The national park in southern Saskatchewan protects one of the last stretches of untouched prairie in North America. There are hardly any signposted hiking trails. “Expect isolation, loose ground, orientation problems and rough terrain,” warns the park administration. And buffalo wallows that are easy to stumble into. The oval depressions are reminiscent of the buffalo that once passed by here and rolled in the mud for body care.
There are no campsites inside the park. You can camp wherever you want, as long as you camp out of sight of any ranger trails and don’t light a fire. That’s no problem at all: at night the starry sky reaches down to the earth.
8. A village on two islands
It probably started when a settler built his house on one of the two islands, but then decided to change islands. Today, the community of Change Islands in Newfoundland has almost 300 inhabitants and includes both islands, connected by a bridge. Many of the old homes and boathouses on stilts still stand.

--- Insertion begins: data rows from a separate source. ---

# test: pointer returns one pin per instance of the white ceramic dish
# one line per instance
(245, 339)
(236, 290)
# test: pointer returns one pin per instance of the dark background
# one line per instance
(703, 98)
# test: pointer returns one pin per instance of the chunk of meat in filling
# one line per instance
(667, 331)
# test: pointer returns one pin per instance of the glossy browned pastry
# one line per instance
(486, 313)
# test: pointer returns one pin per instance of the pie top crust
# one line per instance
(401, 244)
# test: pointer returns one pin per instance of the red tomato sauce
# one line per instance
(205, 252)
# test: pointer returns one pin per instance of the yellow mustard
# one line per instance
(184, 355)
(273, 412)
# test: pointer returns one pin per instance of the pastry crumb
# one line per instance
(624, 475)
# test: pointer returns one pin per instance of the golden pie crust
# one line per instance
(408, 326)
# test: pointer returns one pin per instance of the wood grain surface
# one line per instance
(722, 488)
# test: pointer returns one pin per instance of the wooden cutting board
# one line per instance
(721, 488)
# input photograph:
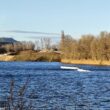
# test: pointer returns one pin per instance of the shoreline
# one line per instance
(86, 62)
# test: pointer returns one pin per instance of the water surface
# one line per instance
(58, 89)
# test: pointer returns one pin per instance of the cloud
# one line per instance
(30, 32)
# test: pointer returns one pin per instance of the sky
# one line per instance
(31, 19)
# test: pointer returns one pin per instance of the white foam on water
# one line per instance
(82, 70)
(74, 68)
(68, 67)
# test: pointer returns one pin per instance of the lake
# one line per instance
(59, 89)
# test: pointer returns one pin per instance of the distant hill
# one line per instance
(5, 40)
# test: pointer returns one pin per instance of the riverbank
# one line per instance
(85, 62)
(32, 56)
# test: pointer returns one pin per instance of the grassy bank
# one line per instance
(37, 56)
(88, 62)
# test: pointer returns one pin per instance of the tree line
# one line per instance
(44, 43)
(87, 47)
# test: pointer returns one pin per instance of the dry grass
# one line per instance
(89, 62)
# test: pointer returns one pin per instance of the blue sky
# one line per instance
(75, 17)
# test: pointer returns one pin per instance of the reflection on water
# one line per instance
(58, 89)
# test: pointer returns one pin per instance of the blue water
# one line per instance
(58, 89)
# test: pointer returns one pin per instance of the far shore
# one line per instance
(86, 62)
(49, 57)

The journey to change is long. Two flights are required from Europe, an overnight stay, a drive of several hours and finally a small hop on the car ferry. Only then are you there. Seagulls squawk, now and then the crashing of the surf penetrates across.
Even the neighbors on Fogo Island find Change Islands small. The handling is all the more personal. During my visit, the nice woman in the visitor center spontaneously invited me to coffee and apple pie. The owner of the “Seven Oakes Island Inn” cooked for me personally. And Netta LeDrew told me how she is saving the Newfoundland pony from extinction. Her Change Islands Pony Sanctuary is home to a dozen of the shaggy horses that used to pull fishing nets from the sea and firewood from the forests.
When I returned to the mainland three days later, I had hiked the most beautiful coastal trails of the islands and got to know or at least greeted a tenth of the population by name.